Abstract

Hereditary neuropathy with liability to pressure palsies (HNPP) is an autosomal-dominant disorder of peripheral myelin characterized by episodes of recurrent mononeuropathies usually involving nerves at common sites of entrapment and compression. Additional features include evidence of a diffuse demyelinating sensorimotor polyneuropathy on nerve conduction studies, focal myelin thickening (tomacula) on sural nerve biopsy, and a 1.5 Mb deletion on 17p11.2 encompassing the peripheral myelin protein 22 (PMP22) gene in most families. Two girls, aged 10 and 12 years, presented with peroneal nerve palsy and peroneal nerve palsy plus tibial nerve palsy, respectively. In none case, a clear causal factor was recognizable. Neurophysiological studies: both cases showed diffuse sensory and motor nerve conduction velocity slowing and prolongation of distal motor latencies. In addition, features of focal entrapment neuropathy were obtained at proximal peroneal nerve level. Sural nerve biopsy: large axons demyelination, redundant myelin and intraaxonal looping (case 1) and tomaculas (case 2).
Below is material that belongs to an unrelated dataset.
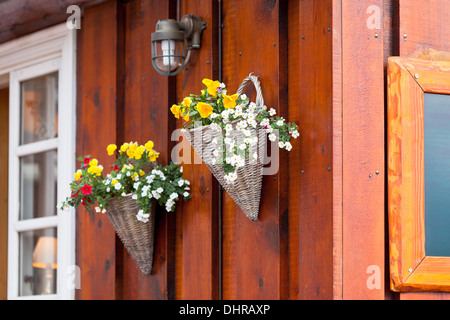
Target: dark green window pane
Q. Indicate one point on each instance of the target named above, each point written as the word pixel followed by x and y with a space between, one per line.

Molecular genetics: 17p12-p11 deletion was demonstrated in both affected girls, the mother and two maternal uncles of case 1 and in the father, paternal grandfather and two paternal uncles of case 2. NHPP should be suspected in cases of peripheral neuropathy without clearly recognizable cause. Electrophysiological and molecular studies permit both delineation of the condition and identification of otherwise clinically normal family members.